As a part of this project, there are two csv files provided by New York Times and US Censes Data. The path of the output file directory is given by the user.

Libraries Below are the libraries used as a part of this project.

  • pandas
  • numpy
  • os
  • datetime

Project Files & Folders

  • Tiger_Assessment
  • This folder just has the init.py file required to initiate the package and program

  • config.py
  • This file initial configuration setting like paths etc.

  • LICENSE
  • This is an MIT license

  • setup.py
  • This is a setup file required by python to package and distribute the code.

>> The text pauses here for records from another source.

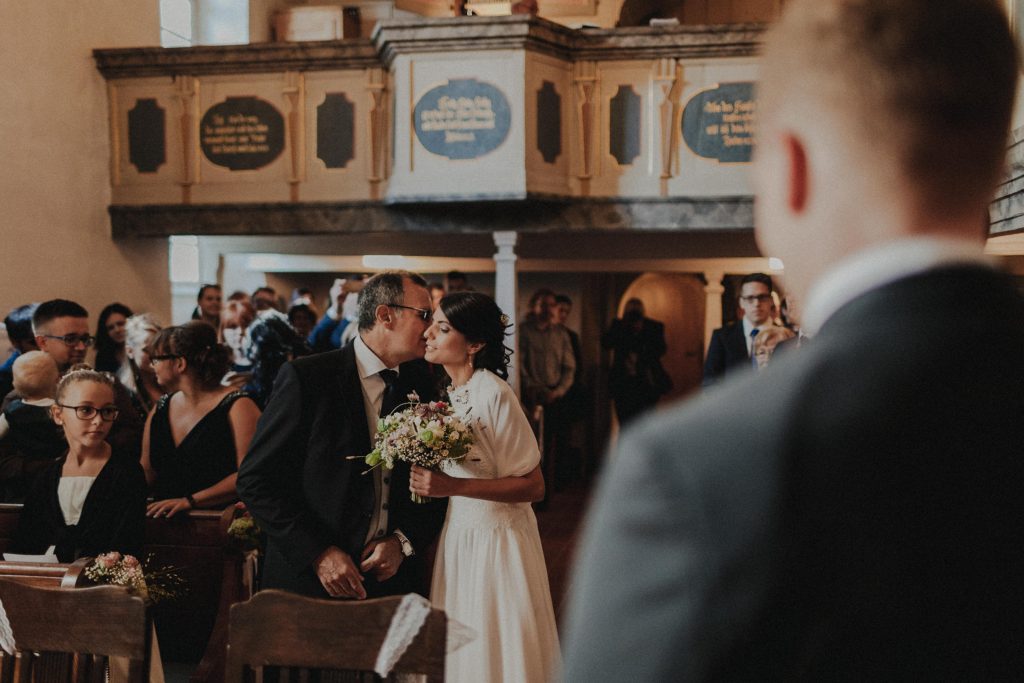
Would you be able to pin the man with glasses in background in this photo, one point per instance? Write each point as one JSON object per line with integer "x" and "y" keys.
{"x": 61, "y": 330}
{"x": 332, "y": 529}
{"x": 731, "y": 346}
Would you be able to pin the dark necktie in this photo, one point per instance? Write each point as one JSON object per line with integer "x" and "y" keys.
{"x": 391, "y": 397}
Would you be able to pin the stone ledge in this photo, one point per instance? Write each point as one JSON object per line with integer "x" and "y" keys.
{"x": 535, "y": 214}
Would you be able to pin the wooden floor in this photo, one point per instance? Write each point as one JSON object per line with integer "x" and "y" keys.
{"x": 559, "y": 523}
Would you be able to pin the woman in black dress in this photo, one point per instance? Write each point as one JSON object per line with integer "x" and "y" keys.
{"x": 199, "y": 432}
{"x": 111, "y": 334}
{"x": 92, "y": 499}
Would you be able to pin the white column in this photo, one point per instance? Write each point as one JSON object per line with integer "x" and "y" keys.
{"x": 507, "y": 292}
{"x": 713, "y": 302}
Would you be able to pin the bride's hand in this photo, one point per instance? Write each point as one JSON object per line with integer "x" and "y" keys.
{"x": 432, "y": 484}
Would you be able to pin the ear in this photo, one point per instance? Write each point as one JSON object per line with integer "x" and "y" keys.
{"x": 383, "y": 314}
{"x": 797, "y": 172}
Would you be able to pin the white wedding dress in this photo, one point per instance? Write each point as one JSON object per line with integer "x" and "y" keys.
{"x": 489, "y": 572}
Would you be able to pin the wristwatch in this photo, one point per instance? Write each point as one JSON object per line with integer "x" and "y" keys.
{"x": 407, "y": 547}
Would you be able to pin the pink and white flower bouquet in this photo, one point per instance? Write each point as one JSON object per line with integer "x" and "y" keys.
{"x": 428, "y": 434}
{"x": 117, "y": 569}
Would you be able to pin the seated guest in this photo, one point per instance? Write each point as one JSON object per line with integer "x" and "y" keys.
{"x": 272, "y": 343}
{"x": 343, "y": 309}
{"x": 302, "y": 318}
{"x": 30, "y": 436}
{"x": 27, "y": 420}
{"x": 92, "y": 499}
{"x": 140, "y": 378}
{"x": 111, "y": 355}
{"x": 23, "y": 339}
{"x": 199, "y": 432}
{"x": 766, "y": 343}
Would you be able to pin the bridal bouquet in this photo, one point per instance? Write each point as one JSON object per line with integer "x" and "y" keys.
{"x": 426, "y": 434}
{"x": 118, "y": 569}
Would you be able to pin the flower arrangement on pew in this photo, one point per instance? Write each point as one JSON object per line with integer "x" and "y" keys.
{"x": 153, "y": 586}
{"x": 428, "y": 434}
{"x": 246, "y": 532}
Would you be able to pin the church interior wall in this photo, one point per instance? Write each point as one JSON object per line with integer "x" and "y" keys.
{"x": 55, "y": 171}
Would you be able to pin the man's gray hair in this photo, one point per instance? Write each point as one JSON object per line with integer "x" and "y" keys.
{"x": 385, "y": 288}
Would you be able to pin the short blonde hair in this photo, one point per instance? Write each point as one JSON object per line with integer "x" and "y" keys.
{"x": 929, "y": 84}
{"x": 36, "y": 375}
{"x": 139, "y": 330}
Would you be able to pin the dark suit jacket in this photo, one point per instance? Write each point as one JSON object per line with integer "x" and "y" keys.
{"x": 726, "y": 352}
{"x": 306, "y": 494}
{"x": 854, "y": 512}
{"x": 113, "y": 517}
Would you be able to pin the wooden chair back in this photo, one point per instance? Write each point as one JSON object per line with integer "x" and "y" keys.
{"x": 93, "y": 624}
{"x": 280, "y": 629}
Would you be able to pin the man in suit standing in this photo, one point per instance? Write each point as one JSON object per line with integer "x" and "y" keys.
{"x": 731, "y": 347}
{"x": 855, "y": 511}
{"x": 333, "y": 530}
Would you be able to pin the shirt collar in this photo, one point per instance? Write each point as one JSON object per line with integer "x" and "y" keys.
{"x": 876, "y": 266}
{"x": 367, "y": 361}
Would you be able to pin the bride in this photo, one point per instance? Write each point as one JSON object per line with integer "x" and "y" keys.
{"x": 489, "y": 572}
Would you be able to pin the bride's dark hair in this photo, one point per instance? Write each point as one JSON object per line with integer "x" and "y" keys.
{"x": 480, "y": 322}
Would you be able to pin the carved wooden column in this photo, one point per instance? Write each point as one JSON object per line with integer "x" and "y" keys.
{"x": 377, "y": 85}
{"x": 186, "y": 92}
{"x": 294, "y": 91}
{"x": 669, "y": 77}
{"x": 713, "y": 302}
{"x": 507, "y": 292}
{"x": 585, "y": 77}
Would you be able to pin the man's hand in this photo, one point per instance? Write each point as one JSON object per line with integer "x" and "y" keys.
{"x": 383, "y": 557}
{"x": 168, "y": 508}
{"x": 338, "y": 573}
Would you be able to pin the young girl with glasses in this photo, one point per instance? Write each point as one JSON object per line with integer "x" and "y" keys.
{"x": 92, "y": 499}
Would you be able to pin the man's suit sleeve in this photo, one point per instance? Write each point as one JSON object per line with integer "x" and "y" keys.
{"x": 641, "y": 575}
{"x": 269, "y": 478}
{"x": 715, "y": 360}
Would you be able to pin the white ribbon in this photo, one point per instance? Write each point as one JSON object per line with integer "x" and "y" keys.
{"x": 6, "y": 635}
{"x": 406, "y": 624}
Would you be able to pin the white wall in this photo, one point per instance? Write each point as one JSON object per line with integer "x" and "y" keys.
{"x": 54, "y": 146}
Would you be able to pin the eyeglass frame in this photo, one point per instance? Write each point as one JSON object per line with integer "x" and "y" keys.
{"x": 95, "y": 411}
{"x": 425, "y": 313}
{"x": 87, "y": 340}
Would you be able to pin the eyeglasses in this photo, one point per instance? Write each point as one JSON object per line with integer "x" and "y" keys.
{"x": 74, "y": 340}
{"x": 107, "y": 413}
{"x": 422, "y": 313}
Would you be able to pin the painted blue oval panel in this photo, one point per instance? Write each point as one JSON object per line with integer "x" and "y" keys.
{"x": 463, "y": 119}
{"x": 719, "y": 123}
{"x": 242, "y": 133}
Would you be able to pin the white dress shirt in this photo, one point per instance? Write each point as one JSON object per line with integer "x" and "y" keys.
{"x": 368, "y": 365}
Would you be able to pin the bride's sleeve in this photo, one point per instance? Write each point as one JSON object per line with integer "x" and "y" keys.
{"x": 515, "y": 447}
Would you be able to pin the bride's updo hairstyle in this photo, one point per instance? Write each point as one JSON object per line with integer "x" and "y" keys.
{"x": 196, "y": 341}
{"x": 480, "y": 322}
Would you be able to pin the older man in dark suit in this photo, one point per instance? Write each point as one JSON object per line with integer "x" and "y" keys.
{"x": 731, "y": 347}
{"x": 855, "y": 512}
{"x": 333, "y": 530}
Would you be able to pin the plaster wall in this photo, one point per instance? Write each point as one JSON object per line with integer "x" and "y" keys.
{"x": 54, "y": 180}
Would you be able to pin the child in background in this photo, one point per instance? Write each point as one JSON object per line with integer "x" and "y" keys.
{"x": 27, "y": 421}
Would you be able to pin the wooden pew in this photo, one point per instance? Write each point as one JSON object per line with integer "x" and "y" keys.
{"x": 194, "y": 629}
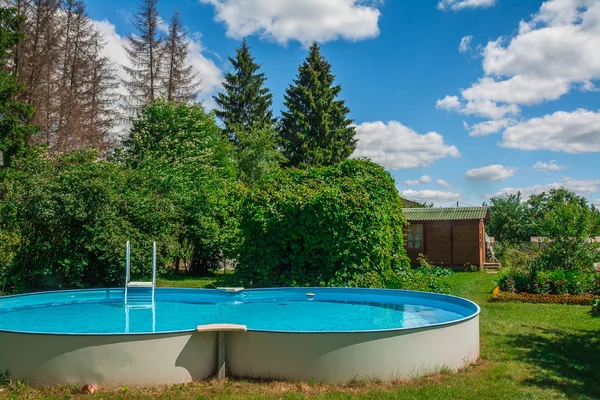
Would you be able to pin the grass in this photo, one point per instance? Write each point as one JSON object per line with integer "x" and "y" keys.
{"x": 529, "y": 351}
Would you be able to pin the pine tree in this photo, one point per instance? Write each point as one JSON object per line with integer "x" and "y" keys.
{"x": 14, "y": 115}
{"x": 245, "y": 109}
{"x": 315, "y": 129}
{"x": 60, "y": 63}
{"x": 246, "y": 103}
{"x": 181, "y": 84}
{"x": 144, "y": 51}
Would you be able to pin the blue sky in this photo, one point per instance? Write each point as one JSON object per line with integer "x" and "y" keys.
{"x": 451, "y": 123}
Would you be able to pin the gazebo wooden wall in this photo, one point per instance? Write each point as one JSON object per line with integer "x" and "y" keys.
{"x": 450, "y": 242}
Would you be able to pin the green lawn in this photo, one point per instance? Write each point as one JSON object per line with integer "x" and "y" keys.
{"x": 529, "y": 351}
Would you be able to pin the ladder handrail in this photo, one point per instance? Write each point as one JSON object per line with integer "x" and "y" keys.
{"x": 127, "y": 263}
{"x": 153, "y": 264}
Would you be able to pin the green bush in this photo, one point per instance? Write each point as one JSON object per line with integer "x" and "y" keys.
{"x": 415, "y": 280}
{"x": 429, "y": 269}
{"x": 330, "y": 226}
{"x": 596, "y": 306}
{"x": 558, "y": 281}
{"x": 74, "y": 214}
{"x": 71, "y": 214}
{"x": 515, "y": 280}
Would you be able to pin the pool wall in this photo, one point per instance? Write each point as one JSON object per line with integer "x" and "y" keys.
{"x": 168, "y": 358}
{"x": 108, "y": 360}
{"x": 342, "y": 357}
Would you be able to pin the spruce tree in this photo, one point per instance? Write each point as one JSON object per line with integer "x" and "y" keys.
{"x": 145, "y": 51}
{"x": 181, "y": 84}
{"x": 14, "y": 115}
{"x": 315, "y": 129}
{"x": 246, "y": 103}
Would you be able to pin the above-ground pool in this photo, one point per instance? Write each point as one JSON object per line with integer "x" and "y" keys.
{"x": 332, "y": 334}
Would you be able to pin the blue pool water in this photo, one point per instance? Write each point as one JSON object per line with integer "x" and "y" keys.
{"x": 330, "y": 310}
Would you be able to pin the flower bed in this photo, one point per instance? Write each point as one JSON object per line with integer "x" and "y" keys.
{"x": 584, "y": 299}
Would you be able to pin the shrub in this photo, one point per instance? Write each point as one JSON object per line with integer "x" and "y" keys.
{"x": 329, "y": 226}
{"x": 74, "y": 214}
{"x": 516, "y": 255}
{"x": 596, "y": 306}
{"x": 515, "y": 280}
{"x": 415, "y": 280}
{"x": 429, "y": 269}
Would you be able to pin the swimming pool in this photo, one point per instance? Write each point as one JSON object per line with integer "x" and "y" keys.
{"x": 324, "y": 334}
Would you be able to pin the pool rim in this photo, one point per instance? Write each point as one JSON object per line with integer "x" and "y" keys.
{"x": 190, "y": 331}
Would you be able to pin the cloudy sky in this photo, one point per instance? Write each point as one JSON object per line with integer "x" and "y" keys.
{"x": 459, "y": 99}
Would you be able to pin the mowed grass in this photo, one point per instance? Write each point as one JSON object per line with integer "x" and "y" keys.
{"x": 528, "y": 351}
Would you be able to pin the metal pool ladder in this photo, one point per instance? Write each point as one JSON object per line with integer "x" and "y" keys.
{"x": 139, "y": 295}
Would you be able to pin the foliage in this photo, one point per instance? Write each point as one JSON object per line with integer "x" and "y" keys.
{"x": 14, "y": 115}
{"x": 429, "y": 269}
{"x": 178, "y": 134}
{"x": 144, "y": 50}
{"x": 509, "y": 219}
{"x": 327, "y": 226}
{"x": 558, "y": 281}
{"x": 73, "y": 214}
{"x": 257, "y": 154}
{"x": 516, "y": 255}
{"x": 314, "y": 129}
{"x": 180, "y": 148}
{"x": 566, "y": 220}
{"x": 245, "y": 105}
{"x": 596, "y": 306}
{"x": 415, "y": 280}
{"x": 245, "y": 109}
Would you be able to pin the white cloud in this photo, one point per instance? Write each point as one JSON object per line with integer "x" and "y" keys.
{"x": 571, "y": 132}
{"x": 551, "y": 54}
{"x": 488, "y": 127}
{"x": 425, "y": 179}
{"x": 430, "y": 195}
{"x": 465, "y": 44}
{"x": 206, "y": 69}
{"x": 449, "y": 103}
{"x": 581, "y": 187}
{"x": 561, "y": 41}
{"x": 519, "y": 89}
{"x": 489, "y": 109}
{"x": 113, "y": 47}
{"x": 480, "y": 107}
{"x": 460, "y": 4}
{"x": 550, "y": 166}
{"x": 396, "y": 146}
{"x": 494, "y": 172}
{"x": 304, "y": 20}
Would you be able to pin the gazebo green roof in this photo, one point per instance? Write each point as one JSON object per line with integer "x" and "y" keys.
{"x": 446, "y": 213}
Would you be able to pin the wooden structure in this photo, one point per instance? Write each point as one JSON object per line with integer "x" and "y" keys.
{"x": 447, "y": 236}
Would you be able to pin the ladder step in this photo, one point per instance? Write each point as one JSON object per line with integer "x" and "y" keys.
{"x": 140, "y": 284}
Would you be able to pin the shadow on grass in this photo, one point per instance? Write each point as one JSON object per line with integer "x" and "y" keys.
{"x": 567, "y": 362}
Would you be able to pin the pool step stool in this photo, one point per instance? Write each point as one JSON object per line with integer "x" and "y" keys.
{"x": 139, "y": 295}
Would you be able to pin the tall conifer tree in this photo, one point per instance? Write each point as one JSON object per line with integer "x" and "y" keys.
{"x": 315, "y": 129}
{"x": 145, "y": 53}
{"x": 246, "y": 102}
{"x": 14, "y": 115}
{"x": 180, "y": 82}
{"x": 245, "y": 109}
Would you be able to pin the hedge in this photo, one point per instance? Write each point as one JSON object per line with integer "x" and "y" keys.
{"x": 331, "y": 226}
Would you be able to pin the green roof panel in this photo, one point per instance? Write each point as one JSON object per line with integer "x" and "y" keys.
{"x": 445, "y": 213}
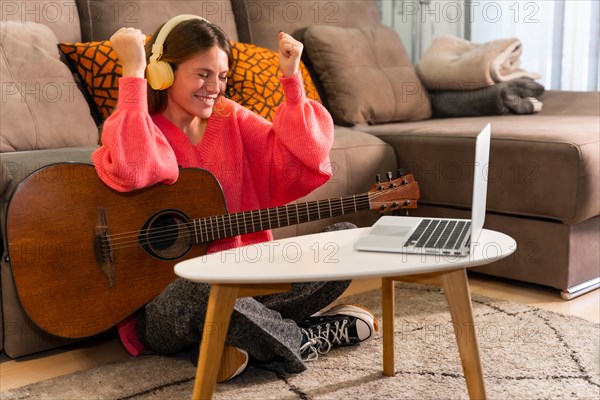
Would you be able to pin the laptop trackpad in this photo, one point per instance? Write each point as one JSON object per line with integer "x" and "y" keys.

This file has all the indetail description and specifications.

  • data_process.py
  • This file has all the classes and functions required for the to pre-process the data.

  • data_clean.py
  • This file has all the classes and functions required for the to clean the data.

  • IO_path.py
  • This file has all the functions required to set the output and input paths.

  • merge.py
  • This file has all the functions required to merge the data into a final output on which we can summarize.

  • summary_stats.py
  • This file has all the classes and functions required to generate the summary output to desired location.

  • Tiger_Assessment.py
  • This is the main file of the project. The user runs this file which will take input path and file and generate the summary table in given output path.

Data Dictionary

covid

Variable Class Description
date date Date of collision death (ymd)
County factor US County Names
State factor US State Names
FIPS factor US FIPS code
Cases integer Covid Cases reported per day
Deaths integer Covid Deaths reported per day

population

We are extracting only the required columns from the US Censes data.

Variable Class Description
STATE factor US State FIPS ID
County factor US County FIPS ID
POPESTIMATE2019 integer US population estimate

Data Cleaning and Preprocessing

Below are the following steps used to clean and preprocess the data.

1. Reading the Data

The path to the input files are given in config.py. These files are read using pandas for analysis purposes.

2. Cleaning the Data Files

Data_Process class has all the necessary functions required to clean the data.

Below are the steps used to clean the data file.

  1. Cleaning and Mapping Columns

I have used a column dictionarys to map the column names correctly which helps in standardizing the column names.

  1. Standardizing the Dates

As a best practice, it is always recommended to standardize Dates columns.

  1. Sort by Dates

As a best practice, it is always recommended to sort data by Dates columns.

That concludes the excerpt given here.